O submundo da Terra é mais profundo e vivo do que se pensava
Um estudo recente descobriu que a biodiversidade nas profundezas do planeta é muito maior do que imaginávamos, e o mais surpreendente é que alguns micróbios podem nos dar pistas sobre a vida em outros mundos.

Quando pensamos na vida na Terra, as primeiras coisas que vêm à mente são florestas, oceanos e desertos.

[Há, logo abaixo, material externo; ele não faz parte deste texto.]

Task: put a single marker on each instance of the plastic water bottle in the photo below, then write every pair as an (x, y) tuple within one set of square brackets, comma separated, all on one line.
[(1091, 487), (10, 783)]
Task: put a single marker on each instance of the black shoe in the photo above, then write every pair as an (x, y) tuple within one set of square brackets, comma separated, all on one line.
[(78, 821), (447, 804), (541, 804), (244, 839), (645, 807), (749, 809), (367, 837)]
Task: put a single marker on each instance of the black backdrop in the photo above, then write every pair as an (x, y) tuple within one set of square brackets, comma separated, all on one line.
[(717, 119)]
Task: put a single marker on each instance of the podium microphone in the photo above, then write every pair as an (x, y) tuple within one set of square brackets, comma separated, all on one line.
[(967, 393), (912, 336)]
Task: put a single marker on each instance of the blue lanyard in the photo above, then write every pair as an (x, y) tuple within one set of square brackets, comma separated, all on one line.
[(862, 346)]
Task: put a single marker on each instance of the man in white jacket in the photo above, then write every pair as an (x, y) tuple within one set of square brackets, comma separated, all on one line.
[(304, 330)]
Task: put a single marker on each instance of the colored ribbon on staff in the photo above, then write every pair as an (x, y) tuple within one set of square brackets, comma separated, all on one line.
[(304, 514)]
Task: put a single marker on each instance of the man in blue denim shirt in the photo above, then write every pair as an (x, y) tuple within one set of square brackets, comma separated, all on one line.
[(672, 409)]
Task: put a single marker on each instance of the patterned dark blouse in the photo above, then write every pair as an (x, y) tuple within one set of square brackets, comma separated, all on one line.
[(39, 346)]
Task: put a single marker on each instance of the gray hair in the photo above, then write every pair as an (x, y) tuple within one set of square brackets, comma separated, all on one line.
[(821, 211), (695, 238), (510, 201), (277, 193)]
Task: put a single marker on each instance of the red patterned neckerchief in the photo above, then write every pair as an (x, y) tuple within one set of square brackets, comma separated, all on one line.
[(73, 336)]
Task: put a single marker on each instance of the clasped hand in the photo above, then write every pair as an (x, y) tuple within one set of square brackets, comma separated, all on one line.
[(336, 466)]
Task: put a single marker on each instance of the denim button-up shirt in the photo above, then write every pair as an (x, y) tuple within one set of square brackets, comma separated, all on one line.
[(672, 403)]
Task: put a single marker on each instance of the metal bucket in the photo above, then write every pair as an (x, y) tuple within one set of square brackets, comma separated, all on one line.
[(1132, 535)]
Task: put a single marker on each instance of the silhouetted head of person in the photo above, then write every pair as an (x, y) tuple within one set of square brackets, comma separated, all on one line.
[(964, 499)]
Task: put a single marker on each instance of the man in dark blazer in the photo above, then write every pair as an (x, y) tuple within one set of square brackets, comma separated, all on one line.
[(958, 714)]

Mas há um mundo oculto, enterrado sob nossos pés, que desafia tudo o que pensávamos saber sobre os limites da vida.
Durante oito anos, uma equipe internacional de cientistas realizou um censo ambicioso da vida subterrânea. Eles coletaram amostras de mais de 50 locais ao redor do mundo, explorando tudo, desde cavernas e aquíferos até fontes hidrotermais e fluidos de fraturamento hidráulico. E o que eles descobriram desafia a lógica: microrganismos prosperando em profundidades de mais de 4.375 metros, tanto em terra quanto no fundo do mar.
A ideia geral era que, à medida que você desce, a vida se torna mais escassa devido à falta de energia. Mas a realidade era diferente. “Em alguns ambientes subterrâneos, a diversidade microbiana é tão alta ou até maior do que na superfície”, explica Emil Ruff, ecologista microbiano da Woods Hole Oceanographic Institution (WHOI).
Na superfície da Terra, a vida segue um ritmo acelerado, marcado pela luz solar e pela abundância de recursos. Mas no subsolo, a história é completamente diferente. Sem luz, os micróbios precisam extrair energia do ambiente de maneiras surpreendentes: aproveitando hidrogênio, metano, enxofre e até radioatividade. Alguns dependem dos restos mortais de seus companheiros, vivos ou mortos (sim, o canibalismo microbiano é real).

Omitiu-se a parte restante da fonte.